This year, food prices could surpass those of the 2008 food price crisis, as higher commodity and energy costs are pushing food makers to pass on the costs, according to the U.S. Department of Agriculture (USDA). 

The continued unrest in the Middle East and northern Africa are possible factors for increasing global oil prices, and this is having a potential impact on the cost of food in the United States, says market research organization The Nielsen Co., New York.

The U.S. Department of Agriculture (USDA) agrees, as it reports that it predicted late last year that food prices would rise during 2011, and in recent weeks, several major food manufacturers have said they intend to raise prices on the back of stronger commodity costs. The USDA has been saying since July that after dropping to its lowest rate in 18 years, food price inflation would accelerate during 2011 by 2-3%. But it’s only in the last week that the agency revised its forecast, saying that it predicts the Consumer Price Index (CPI) to rise by 3-4% during the year.

Reports indicate that over the past two years, CPI inflation for all food that is eaten at home as well as in restaurants fell to its lowest level since 1962, the USDA said, rising only 0.8% during the period.

“Although food price inflation was relatively weak for most of 2009 and 2010, higher food commodity and energy prices have recently exerted pressure on wholesale and retail food prices,” the USDA states. “These cost pressures, along with strengthening global food demand, have pushed inflation projections upward for 2011.”

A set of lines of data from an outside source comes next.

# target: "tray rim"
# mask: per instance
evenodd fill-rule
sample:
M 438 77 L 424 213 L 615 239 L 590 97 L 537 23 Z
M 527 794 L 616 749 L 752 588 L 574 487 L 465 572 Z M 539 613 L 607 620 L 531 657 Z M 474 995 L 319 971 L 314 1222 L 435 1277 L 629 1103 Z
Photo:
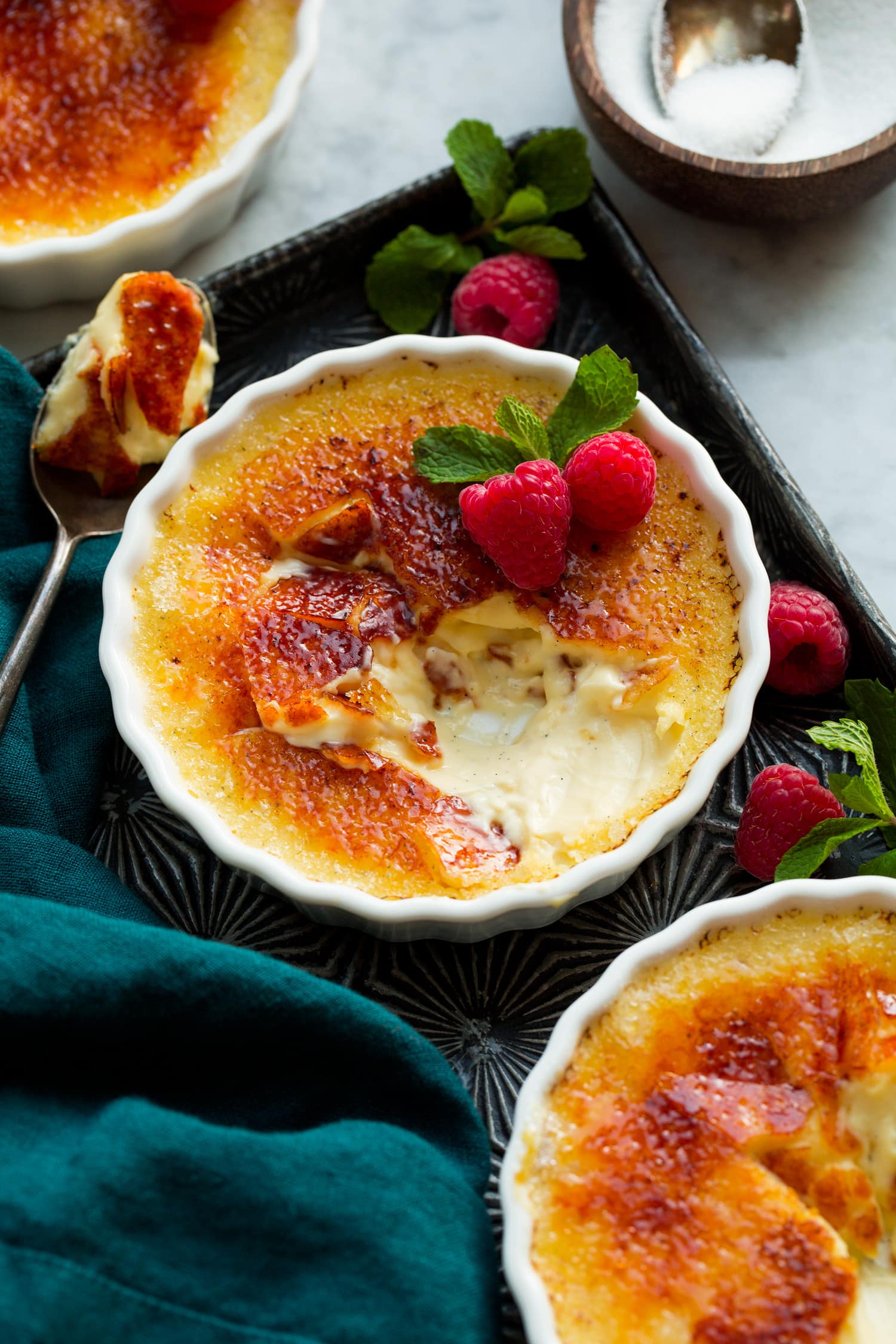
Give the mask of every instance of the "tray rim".
M 513 1129 L 501 1160 L 498 1192 L 504 1228 L 501 1265 L 529 1344 L 562 1344 L 544 1279 L 532 1263 L 533 1219 L 521 1188 L 521 1168 L 529 1134 L 543 1114 L 548 1095 L 572 1062 L 579 1040 L 602 1013 L 609 1012 L 634 980 L 707 935 L 744 925 L 764 925 L 793 910 L 845 914 L 864 906 L 896 913 L 893 878 L 798 878 L 758 887 L 739 896 L 696 906 L 665 929 L 633 942 L 557 1017 L 537 1063 L 517 1093 Z

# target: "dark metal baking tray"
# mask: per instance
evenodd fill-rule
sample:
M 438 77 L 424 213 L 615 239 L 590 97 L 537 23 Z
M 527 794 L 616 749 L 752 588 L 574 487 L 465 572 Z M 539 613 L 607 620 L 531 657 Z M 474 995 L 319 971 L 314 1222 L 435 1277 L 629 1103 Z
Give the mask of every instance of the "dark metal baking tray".
M 462 228 L 467 208 L 446 169 L 207 277 L 222 352 L 215 403 L 314 351 L 386 335 L 364 301 L 368 259 L 410 223 Z M 771 577 L 823 589 L 853 636 L 852 675 L 892 684 L 896 636 L 599 185 L 570 227 L 588 255 L 560 263 L 563 298 L 548 344 L 579 356 L 607 341 L 627 355 L 645 392 L 705 444 L 746 503 Z M 450 333 L 447 312 L 431 329 Z M 58 362 L 59 351 L 50 351 L 31 368 L 47 382 Z M 838 706 L 837 696 L 801 702 L 764 691 L 746 746 L 707 805 L 625 887 L 548 929 L 472 946 L 392 945 L 310 923 L 275 894 L 218 863 L 163 806 L 121 742 L 109 762 L 93 849 L 177 927 L 283 957 L 406 1017 L 469 1087 L 492 1134 L 497 1173 L 513 1099 L 559 1013 L 629 943 L 692 906 L 756 884 L 732 853 L 750 781 L 775 761 L 822 770 L 826 754 L 805 728 Z M 854 871 L 870 852 L 868 844 L 853 843 L 840 860 L 844 871 Z M 498 1231 L 494 1180 L 489 1206 Z M 506 1337 L 519 1337 L 506 1294 L 504 1313 Z

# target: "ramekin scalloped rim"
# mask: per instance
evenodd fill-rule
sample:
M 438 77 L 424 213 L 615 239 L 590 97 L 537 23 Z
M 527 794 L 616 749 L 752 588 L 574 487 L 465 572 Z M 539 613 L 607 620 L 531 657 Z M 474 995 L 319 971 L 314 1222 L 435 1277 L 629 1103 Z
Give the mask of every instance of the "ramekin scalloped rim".
M 152 210 L 113 219 L 89 234 L 0 245 L 0 304 L 36 308 L 97 298 L 128 270 L 175 266 L 222 233 L 261 185 L 285 134 L 320 46 L 324 0 L 301 0 L 292 59 L 266 114 L 227 151 L 218 167 L 185 183 Z
M 743 594 L 739 613 L 742 667 L 728 692 L 721 730 L 697 758 L 676 797 L 645 817 L 618 848 L 594 855 L 556 878 L 509 884 L 472 899 L 424 895 L 387 900 L 348 883 L 308 878 L 285 860 L 236 839 L 211 804 L 188 790 L 173 759 L 145 722 L 144 685 L 129 659 L 134 578 L 149 554 L 157 517 L 185 488 L 193 465 L 214 453 L 244 415 L 283 394 L 300 392 L 321 378 L 357 374 L 402 358 L 454 363 L 488 360 L 514 372 L 541 374 L 567 384 L 578 366 L 568 355 L 523 349 L 489 336 L 388 336 L 368 345 L 322 351 L 282 374 L 242 388 L 215 415 L 179 439 L 132 504 L 103 579 L 99 661 L 111 691 L 118 731 L 142 763 L 153 789 L 224 863 L 259 878 L 310 917 L 329 923 L 360 926 L 395 941 L 435 937 L 476 942 L 506 929 L 540 927 L 582 900 L 615 891 L 643 859 L 662 848 L 700 810 L 719 773 L 747 737 L 754 702 L 768 669 L 768 577 L 747 511 L 724 484 L 707 450 L 641 396 L 635 419 L 642 418 L 657 448 L 684 464 L 692 489 L 719 520 Z
M 844 914 L 861 906 L 896 914 L 893 878 L 805 878 L 759 887 L 688 910 L 666 929 L 626 948 L 600 978 L 559 1017 L 544 1052 L 523 1083 L 513 1113 L 513 1130 L 501 1163 L 500 1195 L 504 1215 L 504 1274 L 523 1316 L 528 1344 L 562 1344 L 547 1289 L 532 1265 L 532 1218 L 517 1176 L 525 1157 L 527 1136 L 543 1111 L 548 1094 L 572 1060 L 586 1028 L 606 1012 L 642 972 L 699 943 L 708 933 L 758 922 L 767 923 L 789 910 Z

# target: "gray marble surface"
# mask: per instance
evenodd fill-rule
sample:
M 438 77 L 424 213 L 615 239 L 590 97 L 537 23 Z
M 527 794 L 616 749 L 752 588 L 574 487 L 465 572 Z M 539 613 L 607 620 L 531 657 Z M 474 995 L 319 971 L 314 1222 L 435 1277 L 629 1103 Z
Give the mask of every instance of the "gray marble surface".
M 459 117 L 501 134 L 583 125 L 560 0 L 328 0 L 321 55 L 266 188 L 179 267 L 197 276 L 441 167 Z M 708 224 L 595 148 L 598 176 L 719 356 L 834 540 L 896 625 L 896 188 L 822 223 Z M 17 355 L 82 305 L 0 312 Z

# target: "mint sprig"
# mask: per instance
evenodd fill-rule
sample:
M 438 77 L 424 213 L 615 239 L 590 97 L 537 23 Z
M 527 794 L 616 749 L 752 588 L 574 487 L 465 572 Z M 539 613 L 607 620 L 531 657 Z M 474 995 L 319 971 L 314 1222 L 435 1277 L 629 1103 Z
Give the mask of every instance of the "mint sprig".
M 579 241 L 552 223 L 588 198 L 591 168 L 580 130 L 545 130 L 514 157 L 485 121 L 458 121 L 446 145 L 470 198 L 469 230 L 433 234 L 419 224 L 402 230 L 367 267 L 364 290 L 371 308 L 396 332 L 427 327 L 454 277 L 465 276 L 492 253 L 524 251 L 580 261 Z
M 586 355 L 548 421 L 551 457 L 564 466 L 579 444 L 619 429 L 631 419 L 637 405 L 638 375 L 627 359 L 619 359 L 609 345 Z
M 488 481 L 512 472 L 525 457 L 509 438 L 473 425 L 435 425 L 414 442 L 414 465 L 437 485 Z
M 850 714 L 807 731 L 819 746 L 856 758 L 860 773 L 829 774 L 827 788 L 864 816 L 819 821 L 783 856 L 775 882 L 811 876 L 844 840 L 870 831 L 881 832 L 888 853 L 861 864 L 860 876 L 896 878 L 896 692 L 866 680 L 846 681 L 844 692 Z
M 474 243 L 411 224 L 380 247 L 367 267 L 367 301 L 392 331 L 419 332 L 439 310 L 449 277 L 466 274 L 477 261 L 482 249 Z
M 414 444 L 420 476 L 461 485 L 512 472 L 520 462 L 549 458 L 557 466 L 586 439 L 625 425 L 638 405 L 638 376 L 627 359 L 602 345 L 579 360 L 572 383 L 547 425 L 514 396 L 505 396 L 494 419 L 506 438 L 473 425 L 439 425 Z

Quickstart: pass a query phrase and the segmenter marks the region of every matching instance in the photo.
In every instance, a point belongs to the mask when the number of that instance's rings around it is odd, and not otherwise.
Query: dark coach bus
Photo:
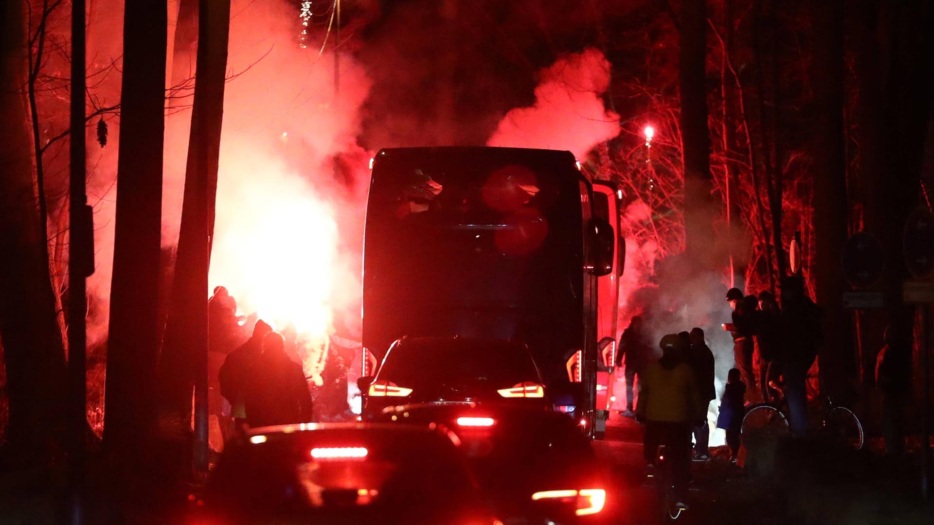
[[[406,335],[519,340],[549,397],[570,397],[557,404],[597,431],[597,277],[614,238],[573,155],[404,148],[380,150],[372,171],[363,375]]]

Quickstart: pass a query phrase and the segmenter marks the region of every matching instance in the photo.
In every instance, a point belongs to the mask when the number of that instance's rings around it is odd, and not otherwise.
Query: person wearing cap
[[[752,402],[750,393],[756,391],[756,374],[753,371],[753,353],[756,343],[756,308],[750,301],[746,301],[743,291],[738,288],[730,288],[727,291],[727,302],[733,309],[732,322],[723,325],[733,336],[733,357],[736,359],[736,368],[740,369],[743,382],[746,385],[746,401]]]
[[[756,341],[759,348],[759,387],[762,399],[771,402],[781,391],[778,388],[782,375],[782,336],[778,327],[780,314],[775,295],[771,291],[759,293],[759,309],[756,312]]]
[[[643,452],[647,470],[655,470],[658,446],[664,445],[672,461],[675,504],[687,508],[684,502],[690,480],[691,432],[705,411],[681,337],[670,333],[659,346],[661,358],[645,369],[636,420],[645,424]]]

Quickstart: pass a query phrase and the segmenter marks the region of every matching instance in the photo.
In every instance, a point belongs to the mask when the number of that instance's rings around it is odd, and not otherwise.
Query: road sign
[[[934,214],[927,208],[912,212],[905,223],[902,247],[905,265],[915,277],[934,272]]]
[[[881,291],[844,291],[843,307],[856,310],[883,308],[885,306]]]
[[[857,232],[843,245],[841,265],[843,277],[854,288],[870,288],[879,280],[885,267],[882,245],[866,232]]]
[[[905,281],[901,296],[905,303],[934,303],[934,281]]]

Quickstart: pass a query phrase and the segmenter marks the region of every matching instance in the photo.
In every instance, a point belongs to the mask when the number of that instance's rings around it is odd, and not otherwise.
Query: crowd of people
[[[807,431],[805,381],[821,344],[821,309],[807,296],[800,277],[783,280],[781,305],[773,294],[727,291],[730,322],[722,325],[733,339],[735,367],[720,401],[717,427],[727,433],[735,461],[745,408],[784,396],[796,434]],[[645,320],[632,318],[620,339],[617,366],[624,366],[627,404],[621,414],[645,424],[644,455],[652,468],[659,444],[672,461],[676,495],[683,496],[692,459],[709,459],[708,407],[716,397],[715,359],[704,332],[670,333],[659,343],[661,357],[649,342]],[[758,374],[754,356],[758,348]],[[638,386],[638,390],[635,388]],[[638,397],[633,411],[633,401]]]

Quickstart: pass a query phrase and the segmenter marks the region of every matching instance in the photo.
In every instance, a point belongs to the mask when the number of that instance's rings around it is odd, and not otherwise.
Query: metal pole
[[[71,15],[71,136],[69,173],[70,239],[68,248],[68,420],[71,427],[68,454],[70,485],[69,522],[84,521],[85,352],[87,314],[85,278],[93,272],[93,228],[85,188],[84,90],[85,35],[84,0],[73,0]],[[89,255],[92,259],[89,261]]]
[[[921,306],[921,497],[930,491],[930,322],[931,305]]]

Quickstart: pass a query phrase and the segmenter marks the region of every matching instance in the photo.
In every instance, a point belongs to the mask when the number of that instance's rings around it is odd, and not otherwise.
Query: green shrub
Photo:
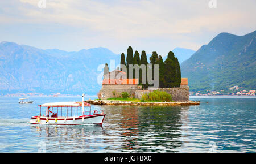
[[[129,97],[129,93],[127,93],[126,92],[122,92],[121,95],[122,95],[122,97],[124,98],[127,98]]]
[[[172,96],[164,91],[154,90],[142,96],[142,102],[168,102],[172,101]]]

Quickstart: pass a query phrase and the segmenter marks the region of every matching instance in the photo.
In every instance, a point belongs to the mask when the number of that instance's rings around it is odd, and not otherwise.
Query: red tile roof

Yet Nielsen points out that food accounts for a much smaller proportion of household spending in the United States than it does elsewhere. In the Unites States, food represents 6.9% of average household expenditure, compared to more than 11% for the average Austrian household, 15% in South Korea and 45% in Pakistan. Per capita, that translates as $2,208 in the United States, $2,860 in Austria but just $309 in Pakistan, the market researcher says.